I have the following use case. Multiple threads are creating data points which are collected in a ConcurrentBag. Every x ms a single consumer thread looks at the data points that came in since the last time and processes them (e.g. count them + calculate average).
The following code more or less represents the solution that I came up with:
private static ConcurrentBag<long> _bag = new ConcurrentBag<long>();
static void Main()
{
Task.Run(() => Consume());
var producerTasks = Enumerable.Range(0, 8).Select(i => Task.Run(() => Produce()));
Task.WaitAll(producerTasks.ToArray());
}
private static void Produce()
{
for (int i = 0; i < 100000000; i++)
{
_bag.Add(i);
}
}
private static void Consume()
{
while (true)
{
var oldBag = _bag;
_bag = new ConcurrentBag<long>();
var average = oldBag.DefaultIfEmpty().Average();
var count = oldBag.Count;
Console.WriteLine($"Avg = {average}, Count = {count}");
// Wait x ms
}
}
- Is a
ConcurrentBagthe right tool for the job here? - Is switching the bags the right way to achieve clearing the list for new data points and then processing the old ones?
- Is it safe to operate on
oldBagor could I run into trouble when I iterate overoldBagand a thread is still adding an item? - Should I use
Interlocked.Exchange()for switching the variables?
EDIT
I guess the above code was not really a good representation of what I'm trying to achieve. So here is some more code to show the problem:
public class LogCollectorTarget : TargetWithLayout, ILogCollector
{
private readonly List<string> _logMessageBuffer;
public LogCollectorTarget()
{
_logMessageBuffer = new List<string>();
}
protected override void Write(LogEventInfo logEvent)
{
var logMessage = Layout.Render(logEvent);
lock (_logMessageBuffer)
{
_logMessageBuffer.Add(logMessage);
}
}
public string GetBuffer()
{
lock (_logMessageBuffer)
{
var messages = string.Join(Environment.NewLine, _logMessageBuffer);
_logMessageBuffer.Clear();
return messages;
}
}
}
The class' purpose is to collect logs so they can be sent to a server in batches. Every x seconds GetBuffer is called. This should get the current log messages and clear the buffer for new messages. It works with locks but it as they are quite expensive I don't want to lock on every Logging-operation in my program. So that's why I wanted to use a ConcurrentBag as a buffer. But then I still need to switch or clear it when I call GetBuffer without loosing any log messages that happen during the switch.
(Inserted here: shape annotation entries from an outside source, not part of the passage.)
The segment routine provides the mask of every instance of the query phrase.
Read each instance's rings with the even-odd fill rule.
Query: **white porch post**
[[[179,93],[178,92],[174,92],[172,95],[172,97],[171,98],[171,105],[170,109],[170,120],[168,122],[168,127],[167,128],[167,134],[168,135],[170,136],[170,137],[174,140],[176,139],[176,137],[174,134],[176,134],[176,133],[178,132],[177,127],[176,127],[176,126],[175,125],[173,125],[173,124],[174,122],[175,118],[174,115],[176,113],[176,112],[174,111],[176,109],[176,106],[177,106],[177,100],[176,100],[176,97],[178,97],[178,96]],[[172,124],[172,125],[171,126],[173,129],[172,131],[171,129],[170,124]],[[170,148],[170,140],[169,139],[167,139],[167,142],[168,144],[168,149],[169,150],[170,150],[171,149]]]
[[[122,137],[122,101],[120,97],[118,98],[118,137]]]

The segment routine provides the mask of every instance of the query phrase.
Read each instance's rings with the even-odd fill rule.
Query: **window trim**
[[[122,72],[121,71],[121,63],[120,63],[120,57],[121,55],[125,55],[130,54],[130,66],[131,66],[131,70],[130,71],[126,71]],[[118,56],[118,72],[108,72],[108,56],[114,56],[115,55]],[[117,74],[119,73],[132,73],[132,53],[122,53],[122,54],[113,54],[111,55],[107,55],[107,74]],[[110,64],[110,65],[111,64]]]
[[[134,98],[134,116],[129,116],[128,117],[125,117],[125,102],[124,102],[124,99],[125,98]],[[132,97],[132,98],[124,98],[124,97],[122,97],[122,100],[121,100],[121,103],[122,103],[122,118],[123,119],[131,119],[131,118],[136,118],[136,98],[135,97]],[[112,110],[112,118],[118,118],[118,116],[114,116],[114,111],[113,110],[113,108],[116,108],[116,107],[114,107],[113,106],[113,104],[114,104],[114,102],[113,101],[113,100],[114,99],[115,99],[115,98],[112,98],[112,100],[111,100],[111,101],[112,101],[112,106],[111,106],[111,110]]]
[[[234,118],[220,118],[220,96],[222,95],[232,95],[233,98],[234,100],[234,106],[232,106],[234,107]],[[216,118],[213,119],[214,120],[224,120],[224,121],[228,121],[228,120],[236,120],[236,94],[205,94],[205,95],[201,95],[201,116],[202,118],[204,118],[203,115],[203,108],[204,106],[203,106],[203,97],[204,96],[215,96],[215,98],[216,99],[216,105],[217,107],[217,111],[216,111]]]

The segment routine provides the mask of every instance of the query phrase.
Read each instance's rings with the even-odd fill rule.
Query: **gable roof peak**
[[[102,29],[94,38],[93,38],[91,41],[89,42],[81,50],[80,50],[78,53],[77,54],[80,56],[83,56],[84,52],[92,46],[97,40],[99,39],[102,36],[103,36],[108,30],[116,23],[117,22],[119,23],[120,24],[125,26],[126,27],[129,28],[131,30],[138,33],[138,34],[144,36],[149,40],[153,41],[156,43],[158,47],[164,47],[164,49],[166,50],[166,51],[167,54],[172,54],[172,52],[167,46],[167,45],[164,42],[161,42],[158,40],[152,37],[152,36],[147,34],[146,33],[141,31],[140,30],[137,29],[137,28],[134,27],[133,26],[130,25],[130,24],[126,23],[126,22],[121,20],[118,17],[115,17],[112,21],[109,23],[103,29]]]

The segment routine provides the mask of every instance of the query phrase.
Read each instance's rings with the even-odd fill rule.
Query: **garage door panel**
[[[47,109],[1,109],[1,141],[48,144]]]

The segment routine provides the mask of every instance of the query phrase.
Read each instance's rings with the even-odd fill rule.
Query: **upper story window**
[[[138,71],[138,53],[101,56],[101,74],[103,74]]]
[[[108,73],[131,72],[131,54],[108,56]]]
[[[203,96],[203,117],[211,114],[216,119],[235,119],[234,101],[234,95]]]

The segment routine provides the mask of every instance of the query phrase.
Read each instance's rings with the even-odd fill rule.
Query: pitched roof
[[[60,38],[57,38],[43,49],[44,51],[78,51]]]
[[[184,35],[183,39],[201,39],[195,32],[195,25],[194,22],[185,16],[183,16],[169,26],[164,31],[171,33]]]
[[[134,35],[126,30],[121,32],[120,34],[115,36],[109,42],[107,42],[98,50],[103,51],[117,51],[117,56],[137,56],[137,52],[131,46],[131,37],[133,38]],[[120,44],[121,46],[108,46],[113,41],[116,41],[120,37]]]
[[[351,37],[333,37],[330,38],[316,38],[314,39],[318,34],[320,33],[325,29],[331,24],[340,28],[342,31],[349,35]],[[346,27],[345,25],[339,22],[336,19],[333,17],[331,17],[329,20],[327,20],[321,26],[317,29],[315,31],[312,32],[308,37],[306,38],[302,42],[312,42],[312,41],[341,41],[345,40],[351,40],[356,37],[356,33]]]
Its the right tool for a job, this really depends on what you are trying to do, and why. The example you have given is very simplistic without any context so its hard to tell.
The answer is no, for probably many reasons. What happens if a thread writes to it, while you are switching it?
No, you have just copied the reference, this will achieve nothing.
Interlock methods are great things, however this will not help you in your current problem, they are for thread safe access to integer type values. You are really confused and you need to look up more thread safe examples.
However Lets point you in the right direction. forget about ConcurrentBag and those fancy classes. My advice is start simple and use locking so you understand the nature of the problem.
If you want multiple tasks/threads to access a list, you can easily use the
lockstatement and guard access to the list/array so other nasty threads aren't modifying it.Obviously the code you have written is a nonsensical example, i mean you are just adding consecutive numbers to a list, and getting another thread to average them them. This hardly needs to be consumer producer at all, and would make more sense to just be synchronous.
At this point i would point you to better architectures that would allow you to implement this pattern, e.g Tpl Dataflow, but i fear this is just a learning excise and unfortunately you really need to do more reading on multithreading and try more examples before we can truly help you with a problem.